Pemerintah Kota juga membentuk tim lintas organisasi perangkat daerah untuk memastikan seluruh indikator tata kelola pemerintahan yang baik dapat diterapkan secara konsisten dan berkelanjutan.

Tidak hanya berfokus pada internal pemerintahan, upaya membangun budaya antikorupsi juga dilakukan melalui edukasi kepada masyarakat, dunia usaha, kalangan akademisi, organisasi kemasyarakatan, serta media massa. Langkah tersebut diyakini penting untuk menciptakan ekosistem pemerintahan yang terbuka dan mendapat dukungan publik.

Sementara itu, Pemerintah Provinsi Kalimantan Tengah turut memberikan dukungan terhadap langkah yang ditempuh Kota Palangka Raya. Gubernur Kalimantan Tengah Agustiar Sabran melalui Staf Ahli Gubernur Bidang Pemerintahan, Hukum dan Politik Darliansjah menyampaikan keyakinannya bahwa Palangka Raya mampu menjadi contoh bagi daerah lain dalam menerapkan tata kelola pemerintahan yang baik dan berintegritas.

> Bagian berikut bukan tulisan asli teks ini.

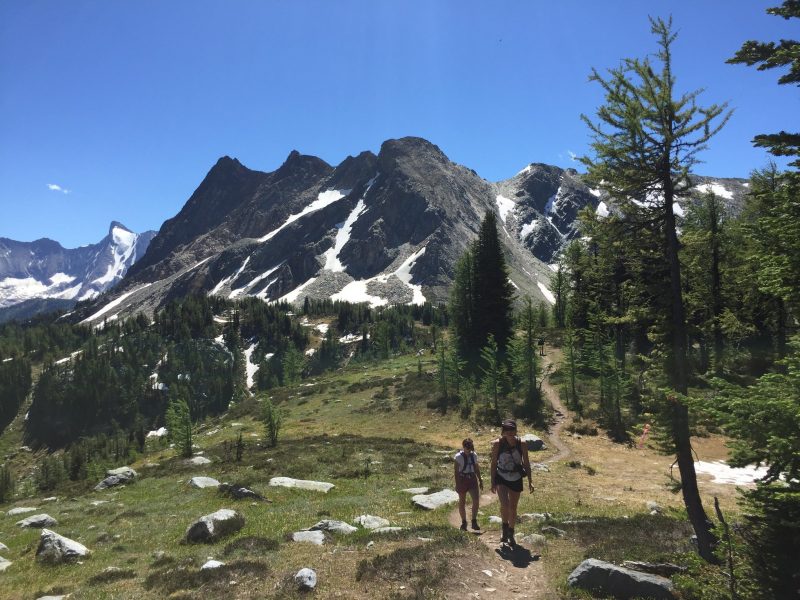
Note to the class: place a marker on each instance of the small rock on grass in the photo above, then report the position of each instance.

Di tengah meningkatnya tuntutan masyarakat terhadap pelayanan publik yang berkualitas, penguatan tata kelola pemerintahan menjadi salah satu fondasi utama pembangunan daerah. Karena itu, pencalonan Palangka Raya sebagai Kota Percontohan Antikorupsi 2026 tidak hanya dipandang sebagai peluang meraih penghargaan nasional, tetapi juga sebagai pengakuan atas upaya membangun pemerintahan yang profesional, transparan, dan bertanggung jawab.

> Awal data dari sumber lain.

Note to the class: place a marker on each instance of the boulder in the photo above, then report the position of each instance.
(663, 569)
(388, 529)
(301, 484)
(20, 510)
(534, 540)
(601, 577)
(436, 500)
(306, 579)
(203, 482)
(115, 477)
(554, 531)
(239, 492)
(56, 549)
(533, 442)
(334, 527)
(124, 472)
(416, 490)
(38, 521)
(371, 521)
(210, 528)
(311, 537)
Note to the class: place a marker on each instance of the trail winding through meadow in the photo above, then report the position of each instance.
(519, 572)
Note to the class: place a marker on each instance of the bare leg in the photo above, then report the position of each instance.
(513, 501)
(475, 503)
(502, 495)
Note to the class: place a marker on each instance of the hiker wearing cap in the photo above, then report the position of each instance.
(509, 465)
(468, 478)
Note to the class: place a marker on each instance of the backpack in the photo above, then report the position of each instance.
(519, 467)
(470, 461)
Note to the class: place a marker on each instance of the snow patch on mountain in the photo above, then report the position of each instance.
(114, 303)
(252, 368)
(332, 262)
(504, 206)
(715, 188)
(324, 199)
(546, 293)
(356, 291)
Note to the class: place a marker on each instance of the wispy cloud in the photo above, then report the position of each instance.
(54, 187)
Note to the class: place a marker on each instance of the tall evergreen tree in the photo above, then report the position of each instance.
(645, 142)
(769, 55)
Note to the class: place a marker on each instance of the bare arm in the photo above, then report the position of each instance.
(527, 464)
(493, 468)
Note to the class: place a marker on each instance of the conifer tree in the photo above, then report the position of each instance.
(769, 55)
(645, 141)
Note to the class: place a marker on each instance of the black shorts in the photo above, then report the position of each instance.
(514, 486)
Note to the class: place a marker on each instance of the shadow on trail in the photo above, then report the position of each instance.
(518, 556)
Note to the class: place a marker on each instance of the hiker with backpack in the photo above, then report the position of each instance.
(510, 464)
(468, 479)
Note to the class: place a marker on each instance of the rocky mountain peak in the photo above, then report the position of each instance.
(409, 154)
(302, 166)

Jika berhasil meraih predikat tersebut, Palangka Raya tidak hanya mencatatkan prestasi di tingkat nasional, tetapi juga mempertegas posisinya sebagai daerah yang terus berkomitmen menghadirkan pemerintahan yang bersih serta pelayanan publik yang semakin baik bagi masyarakat.